Configuring an OKD cluster for pods

As an administrator, you can create and maintain an efficient cluster for pods.

By keeping your cluster efficient, you can provide a better environment for your developers using such tools as what a pod does when it exits, ensuring that the required number of pods is always running, when to restart pods designed to run only once, limit the bandwidth available to pods, and how to keep pods running during disruptions.

Configuring how pods behave after restart

A pod restart policy determines how OKD responds when Containers in that pod exit. The policy applies to all Containers in that pod.

The possible values are:

  • Always - Tries restarting a successfully exited Container on the pod continuously, with an exponential back-off delay (10s, 20s, 40s) until the pod is restarted. The default is Always.

  • OnFailure - Tries restarting a failed Container on the pod with an exponential back-off delay (10s, 20s, 40s) capped at 5 minutes.

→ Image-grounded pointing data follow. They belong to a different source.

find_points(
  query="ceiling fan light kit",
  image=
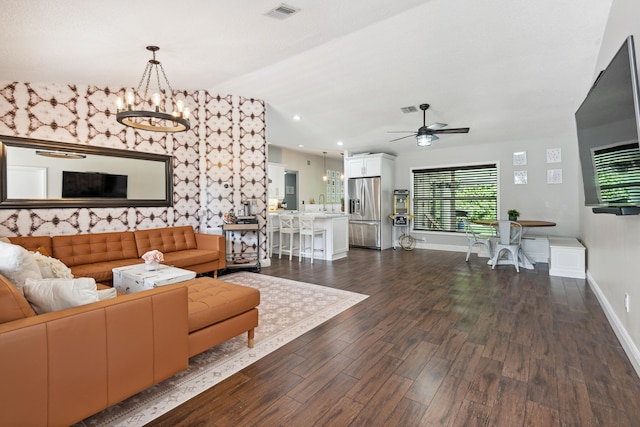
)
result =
(155, 119)
(426, 134)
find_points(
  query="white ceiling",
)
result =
(506, 69)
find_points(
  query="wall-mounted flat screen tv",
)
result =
(607, 124)
(93, 184)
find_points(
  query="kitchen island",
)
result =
(336, 226)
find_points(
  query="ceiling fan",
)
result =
(427, 134)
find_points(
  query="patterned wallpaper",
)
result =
(217, 164)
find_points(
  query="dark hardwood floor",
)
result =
(438, 342)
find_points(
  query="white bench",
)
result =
(567, 257)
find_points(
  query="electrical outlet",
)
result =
(626, 303)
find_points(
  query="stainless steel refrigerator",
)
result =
(364, 212)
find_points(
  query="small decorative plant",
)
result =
(153, 256)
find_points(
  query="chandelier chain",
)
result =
(157, 118)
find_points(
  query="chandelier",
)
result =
(140, 112)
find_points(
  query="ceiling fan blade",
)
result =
(455, 130)
(403, 137)
(436, 126)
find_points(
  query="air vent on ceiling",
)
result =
(282, 11)
(410, 109)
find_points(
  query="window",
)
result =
(444, 198)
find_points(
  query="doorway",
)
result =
(290, 201)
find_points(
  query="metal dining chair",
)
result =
(509, 238)
(288, 227)
(308, 233)
(273, 227)
(475, 238)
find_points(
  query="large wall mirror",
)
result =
(45, 174)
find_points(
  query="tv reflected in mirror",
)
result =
(607, 123)
(93, 184)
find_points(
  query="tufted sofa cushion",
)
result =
(92, 248)
(212, 301)
(13, 304)
(165, 240)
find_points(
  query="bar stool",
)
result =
(307, 229)
(273, 226)
(288, 227)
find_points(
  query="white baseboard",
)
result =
(628, 345)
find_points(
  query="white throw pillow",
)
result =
(17, 264)
(47, 295)
(104, 294)
(52, 267)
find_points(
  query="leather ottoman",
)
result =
(219, 311)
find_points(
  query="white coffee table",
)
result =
(136, 278)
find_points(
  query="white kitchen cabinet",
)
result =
(567, 257)
(275, 175)
(362, 166)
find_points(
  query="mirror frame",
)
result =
(36, 144)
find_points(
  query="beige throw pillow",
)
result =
(17, 264)
(51, 267)
(47, 295)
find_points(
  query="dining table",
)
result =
(526, 225)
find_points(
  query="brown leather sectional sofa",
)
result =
(60, 367)
(95, 255)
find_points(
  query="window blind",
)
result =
(444, 198)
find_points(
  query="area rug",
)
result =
(287, 309)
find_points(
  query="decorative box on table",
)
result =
(136, 278)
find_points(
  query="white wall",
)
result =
(613, 243)
(310, 169)
(535, 200)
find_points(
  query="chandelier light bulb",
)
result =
(130, 99)
(156, 100)
(154, 119)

  • Never - Does not try to restart exited or failed Containers on the pod. Pods immediately fail and exit.

After the pod is bound to a node, the pod will never be bound to another node. This means that a controller is necessary in order for a pod to survive node failure:

ConditionController TypeRestart Policy

Pods that are expected to terminate (such as batch computations)

Job

OnFailure or Never

Pods that are expected to not terminate (such as web servers)

Replication controller

Always.

Pods that must run one-per-machine

Daemon set

Any

If a Container on a pod fails and the restart policy is set to OnFailure, the pod stays on the node and the Container is restarted. If you do not want the Container to restart, use a restart policy of Never.

If an entire pod fails, OKD starts a new pod. Developers must address the possibility that applications might be restarted in a new pod. In particular, applications must handle temporary files, locks, incomplete output, and so forth caused by previous runs.

Kubernetes architecture expects reliable endpoints from cloud providers. When a cloud provider is down, the kubelet prevents OKD from restarting.

If the underlying cloud provider endpoints are not reliable, do not install a cluster using cloud provider integration. Install the cluster as if it was in a no-cloud environment. It is not recommended to toggle cloud provider integration on or off in an installed cluster.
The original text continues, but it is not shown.